I am trying desperately to guide my family towards making the holidays about family and friends and not about gifts, electronics and blowup fucking lawn decorations. But it is tough. It's me against one gazillion marketers.
I think you got the percentage wrong. I'd say accounting gimmicks make up 90% of EBITA. The 10% isnthe actual earnings.
Common practice is counting shipped product as sold, long before the invoice is ever paid. Common practice is also sending out inventory on consignment and marking it as sold.
Millions of iPhones are marked as sold every year that get sent to Apple stores. The stores hold them as consigned inventory. To Apple's accountants, that is as good as sold and the money goes on the books.
I'm still waiting to watch $1 million of inventory go through the cash registers at a single LuLu Lemon store on Black Friday. By their numbers it is possible at nearly every location. I'm trying to fathom how, but I guess I'll believe the accountants over my own eyes.
I agreed with you till you got to Lulu.
They are super profitable because kind people like me work there for free to help those poor ladies fit into those tight sweet yoga pants.
Community service for me and yoga pants profit.
#TheBlackDeathMattered
That's fucking funny
it's time to get everyone making under $250,000 on earned income tax credits, ebt, section 8, welfare and ss disability so next year's economic boom will dwarf this year's boomer
EBITDA can be fudged. Adjusted EBITDA is a complete lie.
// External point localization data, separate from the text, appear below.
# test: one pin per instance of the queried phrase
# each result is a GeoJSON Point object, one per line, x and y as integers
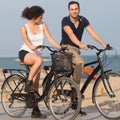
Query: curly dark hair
{"type": "Point", "coordinates": [32, 12]}
{"type": "Point", "coordinates": [73, 2]}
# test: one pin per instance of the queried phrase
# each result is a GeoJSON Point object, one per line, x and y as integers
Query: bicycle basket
{"type": "Point", "coordinates": [62, 62]}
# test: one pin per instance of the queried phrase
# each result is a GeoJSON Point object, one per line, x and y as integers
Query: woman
{"type": "Point", "coordinates": [33, 35]}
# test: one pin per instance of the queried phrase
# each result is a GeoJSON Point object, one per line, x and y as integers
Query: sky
{"type": "Point", "coordinates": [103, 16]}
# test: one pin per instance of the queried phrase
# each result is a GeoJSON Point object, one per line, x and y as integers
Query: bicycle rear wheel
{"type": "Point", "coordinates": [64, 99]}
{"type": "Point", "coordinates": [13, 104]}
{"type": "Point", "coordinates": [107, 100]}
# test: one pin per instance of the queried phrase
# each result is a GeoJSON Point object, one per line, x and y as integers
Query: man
{"type": "Point", "coordinates": [72, 30]}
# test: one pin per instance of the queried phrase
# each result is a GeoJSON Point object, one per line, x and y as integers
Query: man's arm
{"type": "Point", "coordinates": [95, 36]}
{"type": "Point", "coordinates": [73, 37]}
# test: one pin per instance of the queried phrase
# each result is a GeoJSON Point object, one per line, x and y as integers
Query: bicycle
{"type": "Point", "coordinates": [106, 89]}
{"type": "Point", "coordinates": [59, 92]}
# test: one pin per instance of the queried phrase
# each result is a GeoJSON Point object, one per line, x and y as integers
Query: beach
{"type": "Point", "coordinates": [87, 105]}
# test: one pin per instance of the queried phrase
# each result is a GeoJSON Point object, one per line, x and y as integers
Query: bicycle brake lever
{"type": "Point", "coordinates": [90, 46]}
{"type": "Point", "coordinates": [108, 47]}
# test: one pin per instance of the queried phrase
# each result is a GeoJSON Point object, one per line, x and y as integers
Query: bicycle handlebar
{"type": "Point", "coordinates": [52, 49]}
{"type": "Point", "coordinates": [108, 47]}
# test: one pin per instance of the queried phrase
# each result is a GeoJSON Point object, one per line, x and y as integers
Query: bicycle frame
{"type": "Point", "coordinates": [98, 68]}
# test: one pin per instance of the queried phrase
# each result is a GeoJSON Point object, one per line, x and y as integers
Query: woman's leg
{"type": "Point", "coordinates": [35, 62]}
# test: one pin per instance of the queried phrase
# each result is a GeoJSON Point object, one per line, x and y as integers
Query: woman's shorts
{"type": "Point", "coordinates": [22, 54]}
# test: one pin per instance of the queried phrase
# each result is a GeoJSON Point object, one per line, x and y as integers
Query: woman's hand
{"type": "Point", "coordinates": [33, 47]}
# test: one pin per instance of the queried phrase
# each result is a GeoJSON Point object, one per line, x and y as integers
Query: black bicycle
{"type": "Point", "coordinates": [60, 94]}
{"type": "Point", "coordinates": [106, 89]}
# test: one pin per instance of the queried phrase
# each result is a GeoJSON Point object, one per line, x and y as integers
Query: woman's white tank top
{"type": "Point", "coordinates": [35, 39]}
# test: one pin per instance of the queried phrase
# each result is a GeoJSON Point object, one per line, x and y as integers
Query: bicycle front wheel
{"type": "Point", "coordinates": [107, 95]}
{"type": "Point", "coordinates": [64, 99]}
{"type": "Point", "coordinates": [13, 104]}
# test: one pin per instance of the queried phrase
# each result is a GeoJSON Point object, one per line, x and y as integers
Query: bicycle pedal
{"type": "Point", "coordinates": [83, 96]}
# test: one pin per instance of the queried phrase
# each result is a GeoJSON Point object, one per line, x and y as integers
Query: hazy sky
{"type": "Point", "coordinates": [103, 15]}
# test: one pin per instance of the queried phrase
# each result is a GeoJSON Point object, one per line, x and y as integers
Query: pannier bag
{"type": "Point", "coordinates": [62, 61]}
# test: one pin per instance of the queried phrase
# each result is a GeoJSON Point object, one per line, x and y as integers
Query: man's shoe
{"type": "Point", "coordinates": [37, 114]}
{"type": "Point", "coordinates": [82, 113]}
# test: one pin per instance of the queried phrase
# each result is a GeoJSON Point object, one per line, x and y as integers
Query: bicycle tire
{"type": "Point", "coordinates": [13, 107]}
{"type": "Point", "coordinates": [108, 105]}
{"type": "Point", "coordinates": [63, 96]}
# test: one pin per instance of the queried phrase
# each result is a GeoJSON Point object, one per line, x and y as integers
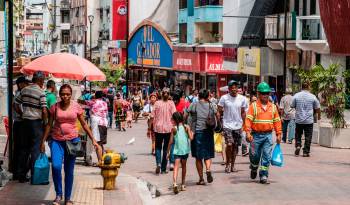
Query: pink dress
{"type": "Point", "coordinates": [65, 126]}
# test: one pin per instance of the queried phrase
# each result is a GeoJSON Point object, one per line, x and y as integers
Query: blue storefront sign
{"type": "Point", "coordinates": [150, 44]}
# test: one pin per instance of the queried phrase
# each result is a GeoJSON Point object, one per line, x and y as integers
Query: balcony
{"type": "Point", "coordinates": [65, 5]}
{"type": "Point", "coordinates": [209, 13]}
{"type": "Point", "coordinates": [274, 31]}
{"type": "Point", "coordinates": [310, 34]}
{"type": "Point", "coordinates": [274, 26]}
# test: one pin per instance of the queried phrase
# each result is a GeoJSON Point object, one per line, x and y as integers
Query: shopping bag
{"type": "Point", "coordinates": [277, 156]}
{"type": "Point", "coordinates": [218, 142]}
{"type": "Point", "coordinates": [41, 170]}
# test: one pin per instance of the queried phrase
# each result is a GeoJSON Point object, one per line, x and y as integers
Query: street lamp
{"type": "Point", "coordinates": [91, 19]}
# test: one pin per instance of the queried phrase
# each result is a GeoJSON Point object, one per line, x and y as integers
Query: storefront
{"type": "Point", "coordinates": [150, 55]}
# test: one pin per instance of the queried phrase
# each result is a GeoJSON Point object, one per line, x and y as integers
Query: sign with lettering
{"type": "Point", "coordinates": [249, 61]}
{"type": "Point", "coordinates": [150, 46]}
{"type": "Point", "coordinates": [186, 61]}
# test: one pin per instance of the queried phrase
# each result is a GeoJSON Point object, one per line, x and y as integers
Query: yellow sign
{"type": "Point", "coordinates": [249, 61]}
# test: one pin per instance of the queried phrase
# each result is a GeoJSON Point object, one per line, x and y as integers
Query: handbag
{"type": "Point", "coordinates": [74, 148]}
{"type": "Point", "coordinates": [41, 170]}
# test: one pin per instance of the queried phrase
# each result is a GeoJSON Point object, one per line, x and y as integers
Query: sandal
{"type": "Point", "coordinates": [57, 200]}
{"type": "Point", "coordinates": [201, 182]}
{"type": "Point", "coordinates": [183, 187]}
{"type": "Point", "coordinates": [175, 189]}
{"type": "Point", "coordinates": [69, 202]}
{"type": "Point", "coordinates": [209, 177]}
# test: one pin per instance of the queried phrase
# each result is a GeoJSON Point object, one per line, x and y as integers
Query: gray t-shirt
{"type": "Point", "coordinates": [199, 112]}
{"type": "Point", "coordinates": [304, 103]}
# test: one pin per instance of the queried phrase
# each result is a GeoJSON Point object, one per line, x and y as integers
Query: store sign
{"type": "Point", "coordinates": [186, 61]}
{"type": "Point", "coordinates": [149, 45]}
{"type": "Point", "coordinates": [249, 61]}
{"type": "Point", "coordinates": [119, 19]}
{"type": "Point", "coordinates": [229, 53]}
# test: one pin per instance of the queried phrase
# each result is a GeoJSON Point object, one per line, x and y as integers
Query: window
{"type": "Point", "coordinates": [101, 14]}
{"type": "Point", "coordinates": [209, 2]}
{"type": "Point", "coordinates": [65, 37]}
{"type": "Point", "coordinates": [107, 14]}
{"type": "Point", "coordinates": [312, 7]}
{"type": "Point", "coordinates": [183, 32]}
{"type": "Point", "coordinates": [65, 17]}
{"type": "Point", "coordinates": [183, 4]}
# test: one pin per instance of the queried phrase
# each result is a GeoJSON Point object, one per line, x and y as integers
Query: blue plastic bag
{"type": "Point", "coordinates": [277, 156]}
{"type": "Point", "coordinates": [41, 170]}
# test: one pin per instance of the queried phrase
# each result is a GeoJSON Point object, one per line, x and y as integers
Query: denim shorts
{"type": "Point", "coordinates": [183, 157]}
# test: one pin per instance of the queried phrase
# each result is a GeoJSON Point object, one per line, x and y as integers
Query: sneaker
{"type": "Point", "coordinates": [209, 177]}
{"type": "Point", "coordinates": [158, 170]}
{"type": "Point", "coordinates": [175, 189]}
{"type": "Point", "coordinates": [297, 151]}
{"type": "Point", "coordinates": [263, 180]}
{"type": "Point", "coordinates": [253, 173]}
{"type": "Point", "coordinates": [306, 155]}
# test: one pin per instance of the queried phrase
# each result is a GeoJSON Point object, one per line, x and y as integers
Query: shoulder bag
{"type": "Point", "coordinates": [74, 149]}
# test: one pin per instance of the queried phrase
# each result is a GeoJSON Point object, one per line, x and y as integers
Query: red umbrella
{"type": "Point", "coordinates": [65, 65]}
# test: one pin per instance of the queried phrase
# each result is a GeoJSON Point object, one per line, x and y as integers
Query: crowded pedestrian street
{"type": "Point", "coordinates": [322, 179]}
{"type": "Point", "coordinates": [174, 102]}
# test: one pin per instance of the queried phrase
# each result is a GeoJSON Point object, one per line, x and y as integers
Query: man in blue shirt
{"type": "Point", "coordinates": [305, 104]}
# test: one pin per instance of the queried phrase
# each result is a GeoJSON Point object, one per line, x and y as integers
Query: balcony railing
{"type": "Point", "coordinates": [274, 26]}
{"type": "Point", "coordinates": [65, 5]}
{"type": "Point", "coordinates": [310, 28]}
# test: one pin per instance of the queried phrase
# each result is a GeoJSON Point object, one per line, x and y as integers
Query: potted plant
{"type": "Point", "coordinates": [329, 85]}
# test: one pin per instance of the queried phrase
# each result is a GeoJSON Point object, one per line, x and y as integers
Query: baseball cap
{"type": "Point", "coordinates": [232, 82]}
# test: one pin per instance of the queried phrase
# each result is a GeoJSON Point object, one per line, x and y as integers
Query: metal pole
{"type": "Point", "coordinates": [285, 49]}
{"type": "Point", "coordinates": [10, 79]}
{"type": "Point", "coordinates": [127, 51]}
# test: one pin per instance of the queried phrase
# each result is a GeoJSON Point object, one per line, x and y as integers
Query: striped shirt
{"type": "Point", "coordinates": [32, 99]}
{"type": "Point", "coordinates": [162, 114]}
{"type": "Point", "coordinates": [304, 103]}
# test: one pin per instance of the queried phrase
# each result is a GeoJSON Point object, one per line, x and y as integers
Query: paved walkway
{"type": "Point", "coordinates": [324, 178]}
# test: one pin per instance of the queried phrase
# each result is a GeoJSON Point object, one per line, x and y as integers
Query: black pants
{"type": "Point", "coordinates": [17, 141]}
{"type": "Point", "coordinates": [162, 142]}
{"type": "Point", "coordinates": [29, 146]}
{"type": "Point", "coordinates": [307, 129]}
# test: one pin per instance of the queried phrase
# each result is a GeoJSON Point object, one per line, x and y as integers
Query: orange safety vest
{"type": "Point", "coordinates": [260, 120]}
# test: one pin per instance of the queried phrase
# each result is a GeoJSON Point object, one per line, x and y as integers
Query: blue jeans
{"type": "Point", "coordinates": [110, 119]}
{"type": "Point", "coordinates": [162, 142]}
{"type": "Point", "coordinates": [171, 157]}
{"type": "Point", "coordinates": [261, 147]}
{"type": "Point", "coordinates": [59, 156]}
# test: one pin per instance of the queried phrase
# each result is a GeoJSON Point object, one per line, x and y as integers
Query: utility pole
{"type": "Point", "coordinates": [127, 49]}
{"type": "Point", "coordinates": [285, 48]}
{"type": "Point", "coordinates": [10, 79]}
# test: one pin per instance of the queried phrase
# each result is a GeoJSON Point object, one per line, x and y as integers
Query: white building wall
{"type": "Point", "coordinates": [233, 27]}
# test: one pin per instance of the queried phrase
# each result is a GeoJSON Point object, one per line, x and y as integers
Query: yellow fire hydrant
{"type": "Point", "coordinates": [111, 162]}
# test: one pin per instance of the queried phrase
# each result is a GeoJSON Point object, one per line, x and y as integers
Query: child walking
{"type": "Point", "coordinates": [181, 135]}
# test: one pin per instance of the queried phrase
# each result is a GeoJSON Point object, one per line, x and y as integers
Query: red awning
{"type": "Point", "coordinates": [335, 17]}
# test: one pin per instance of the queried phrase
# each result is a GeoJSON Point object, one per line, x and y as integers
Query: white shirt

That is why it works so well for the banks and the government spy-babies. The banks know what a real profit is, but it does not serve their purpose to show that the spy-babies are all money losing companies. It is fraud.
All the media hype aside, the real numbers on the last few Black Friday full-retard fests have been weak at best, so why is anyone seriously expecting a sudden bonanza this time?
Get out there and SPEND MOAR of what you dont uave for shit you don't need, damn serfs! Our phony baloney Bankster enriching eclownomy depends on it!
REI Seattle is closed BF. I think it's brilliant - if your going to eat a shitsandwich might as well spin as 'against the consumerist machine'.
Also - you don't have to answer pesky questions about sales, pay your drones holiday wages and you have a ready excuse why your Q4 sales were terrible.
Good black friday *reported* figs = small rate hike.